Born in Ohio, Zalokar graduated in accounting from the University of Oklahoma before his love of the mountains drew him to Reno in 1984, according to his website.

He started running in his 20s. When he was older he enjoyed significant success, becoming the first person to win his age-group in all of the six marathon majors, which comprises the events in Tokyo, Berlin, London, Chicago, New York and Boston.

In distances farther than 26.2 miles, he also made his name. In 1996, he completed four 100-mile races in the U.S. in less than 24 hours, including the Western States 100 and the Leadville Trail 100 in Colorado.

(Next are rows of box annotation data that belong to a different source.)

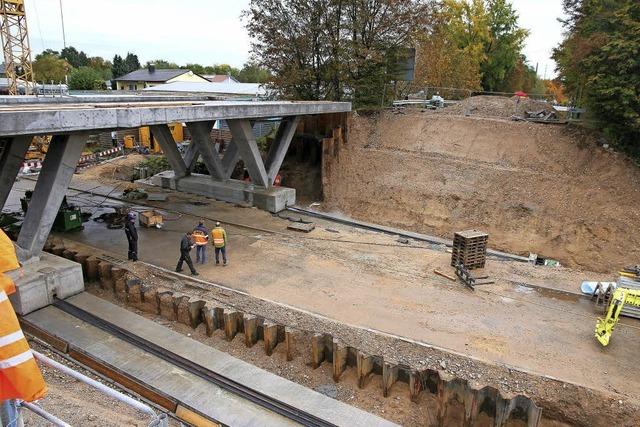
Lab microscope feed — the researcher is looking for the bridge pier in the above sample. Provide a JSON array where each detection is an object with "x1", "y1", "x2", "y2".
[
  {"x1": 151, "y1": 116, "x2": 300, "y2": 213},
  {"x1": 0, "y1": 96, "x2": 351, "y2": 314}
]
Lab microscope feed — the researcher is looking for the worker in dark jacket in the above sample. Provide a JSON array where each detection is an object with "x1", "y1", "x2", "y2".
[
  {"x1": 124, "y1": 212, "x2": 138, "y2": 261},
  {"x1": 176, "y1": 231, "x2": 198, "y2": 276}
]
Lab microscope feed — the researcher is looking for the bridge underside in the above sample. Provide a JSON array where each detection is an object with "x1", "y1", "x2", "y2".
[{"x1": 0, "y1": 97, "x2": 351, "y2": 312}]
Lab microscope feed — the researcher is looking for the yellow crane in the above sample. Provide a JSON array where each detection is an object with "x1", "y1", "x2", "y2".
[
  {"x1": 0, "y1": 0, "x2": 34, "y2": 95},
  {"x1": 595, "y1": 288, "x2": 640, "y2": 346}
]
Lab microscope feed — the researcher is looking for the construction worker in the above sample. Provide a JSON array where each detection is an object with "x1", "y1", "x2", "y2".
[
  {"x1": 124, "y1": 212, "x2": 138, "y2": 262},
  {"x1": 176, "y1": 231, "x2": 198, "y2": 276},
  {"x1": 211, "y1": 222, "x2": 227, "y2": 266},
  {"x1": 192, "y1": 221, "x2": 209, "y2": 264},
  {"x1": 0, "y1": 230, "x2": 47, "y2": 427}
]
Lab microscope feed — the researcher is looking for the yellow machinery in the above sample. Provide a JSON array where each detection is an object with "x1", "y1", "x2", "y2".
[
  {"x1": 595, "y1": 288, "x2": 640, "y2": 346},
  {"x1": 124, "y1": 135, "x2": 136, "y2": 150},
  {"x1": 138, "y1": 123, "x2": 184, "y2": 153},
  {"x1": 0, "y1": 0, "x2": 34, "y2": 95},
  {"x1": 24, "y1": 135, "x2": 51, "y2": 160}
]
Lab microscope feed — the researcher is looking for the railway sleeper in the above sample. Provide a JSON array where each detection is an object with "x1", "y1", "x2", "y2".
[{"x1": 44, "y1": 245, "x2": 542, "y2": 427}]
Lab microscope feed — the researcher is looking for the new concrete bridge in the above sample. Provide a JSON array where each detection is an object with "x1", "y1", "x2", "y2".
[{"x1": 0, "y1": 96, "x2": 351, "y2": 313}]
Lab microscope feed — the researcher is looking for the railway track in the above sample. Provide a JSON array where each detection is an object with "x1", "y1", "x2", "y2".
[{"x1": 53, "y1": 300, "x2": 336, "y2": 427}]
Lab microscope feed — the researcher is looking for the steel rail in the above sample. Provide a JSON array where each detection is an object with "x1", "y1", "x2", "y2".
[
  {"x1": 286, "y1": 206, "x2": 529, "y2": 262},
  {"x1": 53, "y1": 300, "x2": 336, "y2": 427}
]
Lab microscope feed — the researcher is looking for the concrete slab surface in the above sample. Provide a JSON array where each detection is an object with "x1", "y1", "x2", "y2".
[
  {"x1": 9, "y1": 176, "x2": 640, "y2": 399},
  {"x1": 0, "y1": 100, "x2": 351, "y2": 136},
  {"x1": 8, "y1": 252, "x2": 84, "y2": 315},
  {"x1": 27, "y1": 293, "x2": 395, "y2": 426}
]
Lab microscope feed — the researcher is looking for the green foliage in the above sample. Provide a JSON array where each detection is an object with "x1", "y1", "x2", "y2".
[
  {"x1": 60, "y1": 46, "x2": 89, "y2": 68},
  {"x1": 111, "y1": 52, "x2": 140, "y2": 79},
  {"x1": 416, "y1": 0, "x2": 528, "y2": 92},
  {"x1": 33, "y1": 52, "x2": 71, "y2": 83},
  {"x1": 554, "y1": 0, "x2": 640, "y2": 150},
  {"x1": 244, "y1": 0, "x2": 431, "y2": 108},
  {"x1": 237, "y1": 62, "x2": 271, "y2": 83},
  {"x1": 69, "y1": 67, "x2": 106, "y2": 90},
  {"x1": 145, "y1": 59, "x2": 180, "y2": 69},
  {"x1": 35, "y1": 49, "x2": 60, "y2": 61},
  {"x1": 89, "y1": 56, "x2": 113, "y2": 80},
  {"x1": 480, "y1": 0, "x2": 528, "y2": 91},
  {"x1": 124, "y1": 52, "x2": 140, "y2": 74}
]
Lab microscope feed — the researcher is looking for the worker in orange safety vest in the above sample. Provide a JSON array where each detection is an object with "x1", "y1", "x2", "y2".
[
  {"x1": 0, "y1": 230, "x2": 47, "y2": 425},
  {"x1": 211, "y1": 222, "x2": 227, "y2": 266},
  {"x1": 191, "y1": 221, "x2": 209, "y2": 264}
]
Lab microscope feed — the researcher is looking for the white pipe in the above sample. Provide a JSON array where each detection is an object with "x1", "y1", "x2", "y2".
[
  {"x1": 20, "y1": 402, "x2": 71, "y2": 427},
  {"x1": 31, "y1": 350, "x2": 158, "y2": 419}
]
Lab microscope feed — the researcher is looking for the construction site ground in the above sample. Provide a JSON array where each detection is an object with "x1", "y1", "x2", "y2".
[
  {"x1": 22, "y1": 341, "x2": 170, "y2": 427},
  {"x1": 322, "y1": 103, "x2": 640, "y2": 273},
  {"x1": 7, "y1": 166, "x2": 640, "y2": 424}
]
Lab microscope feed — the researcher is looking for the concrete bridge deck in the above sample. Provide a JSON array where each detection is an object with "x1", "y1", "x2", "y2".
[
  {"x1": 0, "y1": 97, "x2": 351, "y2": 136},
  {"x1": 24, "y1": 293, "x2": 395, "y2": 427},
  {"x1": 0, "y1": 95, "x2": 351, "y2": 318}
]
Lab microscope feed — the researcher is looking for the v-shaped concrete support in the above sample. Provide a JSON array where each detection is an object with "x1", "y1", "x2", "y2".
[
  {"x1": 227, "y1": 119, "x2": 269, "y2": 187},
  {"x1": 187, "y1": 121, "x2": 225, "y2": 180},
  {"x1": 265, "y1": 116, "x2": 300, "y2": 185},
  {"x1": 150, "y1": 125, "x2": 191, "y2": 178},
  {"x1": 182, "y1": 141, "x2": 200, "y2": 172},
  {"x1": 222, "y1": 139, "x2": 240, "y2": 179},
  {"x1": 0, "y1": 136, "x2": 33, "y2": 210},
  {"x1": 17, "y1": 133, "x2": 89, "y2": 261}
]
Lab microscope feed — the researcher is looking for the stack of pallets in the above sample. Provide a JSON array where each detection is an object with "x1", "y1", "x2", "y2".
[{"x1": 451, "y1": 230, "x2": 489, "y2": 270}]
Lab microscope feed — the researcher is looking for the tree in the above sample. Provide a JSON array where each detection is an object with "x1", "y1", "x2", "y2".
[
  {"x1": 480, "y1": 0, "x2": 528, "y2": 91},
  {"x1": 237, "y1": 62, "x2": 271, "y2": 83},
  {"x1": 124, "y1": 52, "x2": 140, "y2": 74},
  {"x1": 210, "y1": 64, "x2": 240, "y2": 78},
  {"x1": 69, "y1": 67, "x2": 106, "y2": 90},
  {"x1": 60, "y1": 46, "x2": 89, "y2": 68},
  {"x1": 416, "y1": 0, "x2": 528, "y2": 92},
  {"x1": 33, "y1": 53, "x2": 71, "y2": 83},
  {"x1": 148, "y1": 58, "x2": 181, "y2": 70},
  {"x1": 553, "y1": 0, "x2": 640, "y2": 156},
  {"x1": 35, "y1": 49, "x2": 60, "y2": 61},
  {"x1": 89, "y1": 56, "x2": 113, "y2": 80},
  {"x1": 244, "y1": 0, "x2": 430, "y2": 107},
  {"x1": 416, "y1": 0, "x2": 489, "y2": 95},
  {"x1": 180, "y1": 64, "x2": 207, "y2": 75},
  {"x1": 111, "y1": 52, "x2": 140, "y2": 78}
]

He was also a skilled mountain climber and took on six of the highest summits on each of the seven continents, getting to the top of five of them. His website says he has been to 137 countries and tackled 185 mountains.

He told Smashing Fifty in 2019 that he considered himself to be a "passionate traveler who also happens to climb mountains and run marathons."

His training included running almost 105 miles a week across 13 sessions. He said that he would get up at 3:30 a.m. most days to work out for two-and-a-half hours, and he ran on his lunch break as well, apart from Fridays. "My biggest strength is simply my ability to focus and work hard," he said.

Newsweek has contacted the Yosemite National Park for comment.